L’idea è semplice, come lo sono quelle che hanno animato le utopie: creare una città migliore dove l’intera popolazione possa vivere felicemente. Il semplice fatto che si progettino utopie vuol dire che quella attuale non è la città migliore e che i suoi cittadini non sono felici. L’esistenza stessa delle utopie è una contestazione di ciò che è. Certo, il vaglio critico di ogni proposta utopica è sempre necessario, si pensi ad esempio che nel modello originario di tutte le città ideali, ‘La Repubblica’ di Platone (III, 381), alle madri veniva fatto divieto di narrare ai loro figli quei miti che raccontassero di dei travestiti da stranieri, così da evitare di disporre gli animi dei bambini alla virtù etica dell’ospitalità. Ma, al netto di tutto ciò, la forza sovversiva immanente a ogni progetto utopico non deve mai essere sottovalutata.

L’idea semplice con cui fabbricare un’utopia dell’accoglienza nell’era del capitalismo neoliberale è quella di immaginare i processi migratori non più governati dal ministero degli Interni ma direttamente dalle organizzazioni sindacali dei lavoratori. Questo passaggio di competenze non si risolverebbe affatto in un mero cambiamento delle istituzioni deputate all’amministrazione burocratica del fenomeno migratorio, in effetti implicherebbe e realizzerebbe una trasformazione ontologica radicale delle modalità di percezione dello straniero e, di conseguenza, delle politiche di integrazione.
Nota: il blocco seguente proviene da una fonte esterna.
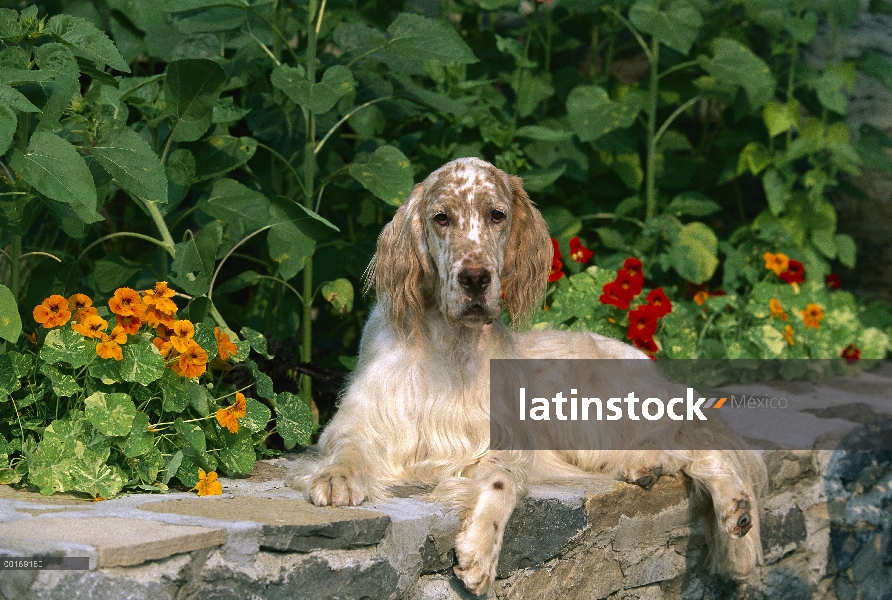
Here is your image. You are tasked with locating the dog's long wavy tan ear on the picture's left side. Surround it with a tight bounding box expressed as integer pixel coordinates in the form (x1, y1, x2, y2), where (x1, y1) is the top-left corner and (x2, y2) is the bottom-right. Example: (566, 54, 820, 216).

Nell’immigrato non si vedrebbe più un soggetto pericoloso da trattare con quei protocolli securitari razzializzanti fondati sul colore della pelle e sulla confessione religiosa, provvedimenti che hanno fatto e fanno la gloria di ogni compagine partitica avvicendatasi al governo del nostro paese negli ultimi trent’anni, ma lo si percepirebbe contemporaneamente come altro a cui si deve eticamente un’ospitalità incondizionata (Jacques Derrida), e come lavoratore a cui si deve, visto che la società da lì a breve gli riserverà un destino di sfruttamento, una coscienza di classe.

Le organizzazioni dei lavoratori, in linea con il principio morale della fraternità, a suo tempo fondativo dell’Internazionale (Sinistra Sindacale, 2023, n.1), avverse a ogni forma di nazionalismo, l’arma usata da sempre dalla borghesia industriale per dividere gli operai (Sinistra Sindacale, 2022, nn. 16 e 19), si ritroverebbero ad accogliere umanamente lo straniero che arriva e politicamente il lavoratore che diventerà.

Sebbene Marx nei ‘Grundisse’ invitasse ad abbandonare ogni funzione sociale significativa legata alle forme dell’immaginazione (tanto mitica quanto utopica), individuava comunque nel sistema monetario la potenza oggettiva con cui il capitalismo creava un falso universalismo (tutti uguali davanti al valore delle merci), una vuota omogeneizzazione indotta dal calcolo; ora grazie all’utopia di un’accoglienza offerta direttamente dalle organizzazioni dei lavoratori a quei lavoratori a venire che sono gli immigrati, si renderebbe quell’universalismo concreto perché ognuno, al di là delle differenze individuali di cui è portatore, sarebbe tenuto a riconoscersi uguale “davanti a una verità” (Alain Badiou), ossia di condividere la stessa condizione di subalternità dentro e fuori i processi produttivi e, di conseguenza, lo stesso percorso di lotta per emanciparsene.

 

Bibliografia

A. Badiou (1999), San Paolo. La fondazione dell’universalismo, Cronopio, Napoli.

F. Denunzio (2011), Mito, politica e scienze sociali. Intervista a Pierre Macherey, “Critica marxista”, n. 5.